- (string-unfold-right p f g seed [base make-final]) -> stringprocedure
This is a fundamental constructor for strings.
- G is used to generate a series of "seed" values from the initial seed: SEED, (G SEED), (G^2 SEED), (G^3 SEED), ...
- P tells us when to stop -- when it returns true when applied to one of these seed values.
- F maps each seed value to the corresponding character in the result string. These chars are assembled into the string in a right-to-left order.
- BASE is the optional initial/rightmost portion of the constructed string; it defaults to the empty string "".
- MAKE-FINAL is applied to the terminal seed value (on which P returns true) to produce the final/leftmost portion of the constructed string. It defaults to (lambda (x) "").

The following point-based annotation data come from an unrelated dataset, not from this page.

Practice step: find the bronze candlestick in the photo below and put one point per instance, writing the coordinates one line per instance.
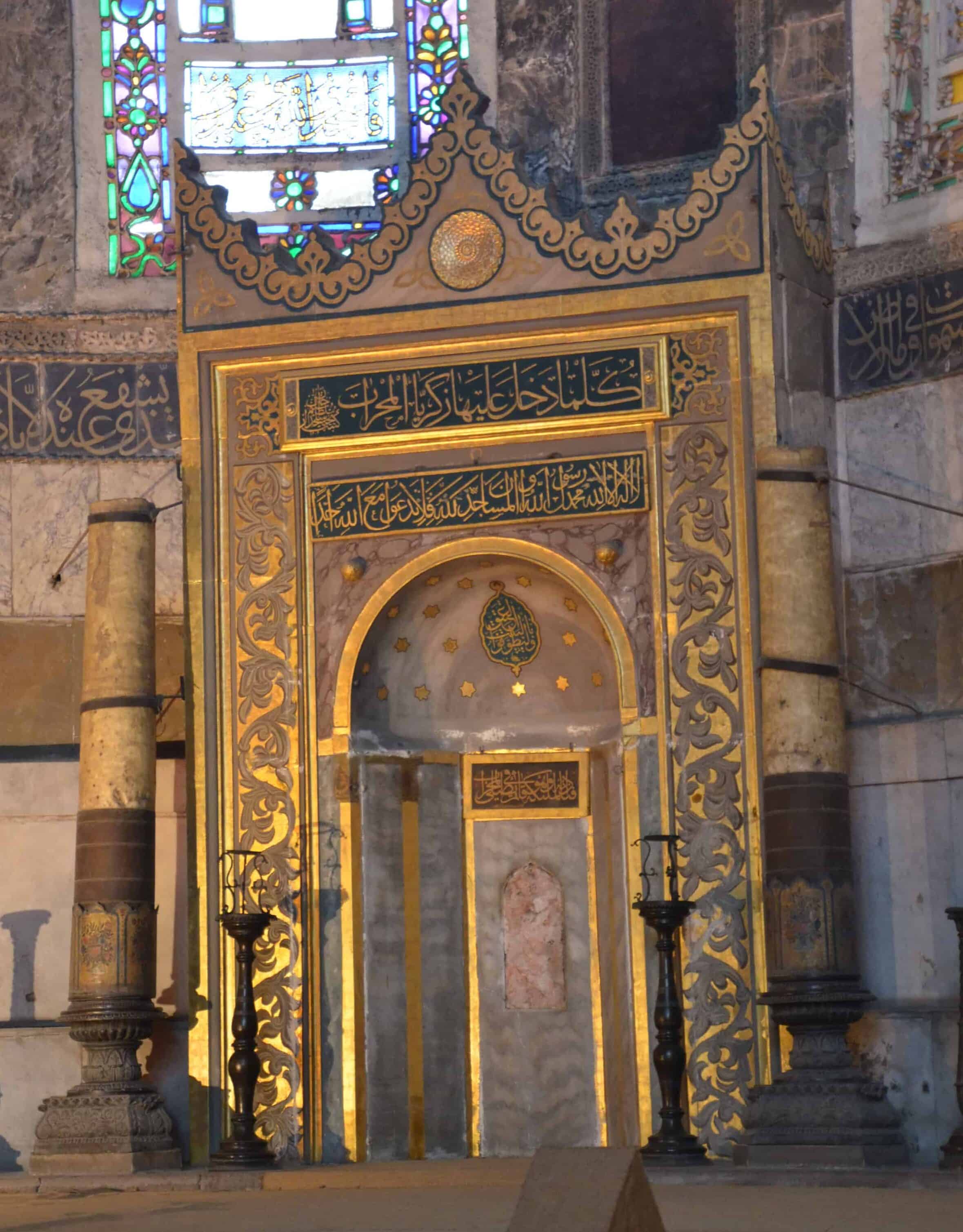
(954, 1149)
(672, 1145)
(244, 926)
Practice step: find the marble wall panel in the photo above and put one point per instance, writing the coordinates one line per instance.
(386, 1002)
(50, 511)
(157, 482)
(537, 1070)
(38, 152)
(907, 841)
(42, 673)
(7, 545)
(444, 1013)
(538, 89)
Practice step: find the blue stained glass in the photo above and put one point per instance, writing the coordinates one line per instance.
(141, 191)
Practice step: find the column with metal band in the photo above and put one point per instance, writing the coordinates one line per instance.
(114, 1121)
(822, 1109)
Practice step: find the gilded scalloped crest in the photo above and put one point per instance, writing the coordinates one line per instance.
(320, 276)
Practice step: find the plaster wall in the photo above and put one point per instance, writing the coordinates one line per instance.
(902, 585)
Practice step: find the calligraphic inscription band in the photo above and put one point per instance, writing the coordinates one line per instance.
(502, 786)
(907, 332)
(449, 396)
(489, 496)
(89, 411)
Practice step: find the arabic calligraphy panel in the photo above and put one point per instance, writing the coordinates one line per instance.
(480, 394)
(908, 332)
(491, 496)
(89, 411)
(531, 786)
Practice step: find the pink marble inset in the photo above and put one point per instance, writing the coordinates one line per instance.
(532, 921)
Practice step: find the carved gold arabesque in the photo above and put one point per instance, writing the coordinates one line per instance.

More precisely, the following (simple, inefficient) definitions hold:
;;; Iterative (define (string-unfold-right p f g seed base make-final) (let lp ((seed seed) (ans base)) (if (p seed) (string-append (make-final seed) ans) (lp (g seed) (string-append (string (f seed)) ans))))) ;;; Recursive (define (string-unfold-right p f g seed base make-final) (string-append (let recur ((seed seed)) (if (p seed) (make-final seed) (string-append (recur (g seed)) (string (f seed))))) base))
Interested functional programmers may enjoy noting that string-fold and string-unfold-right are in some sense inverses. That is, given operations KNULL?, KAR, KDR, KONS, and KNIL satisfying
(KONS (KAR X) (KDR X)) = X and (KNULL? KNIL) = #t
then
(string-fold KONS KNIL (string-unfold-right KNULL? KAR KDR X)) = X
and
(string-unfold-right KNULL? KAR KDR (string-fold KONS KNIL S)) = S.
The final string constructed does not share storage with either BASE or the value produced by MAKE-FINAL.
Note: implementations should take care that runtime stack limits do not cause overflow when constructing large (e.g., megabyte) strings with string-unfold-right.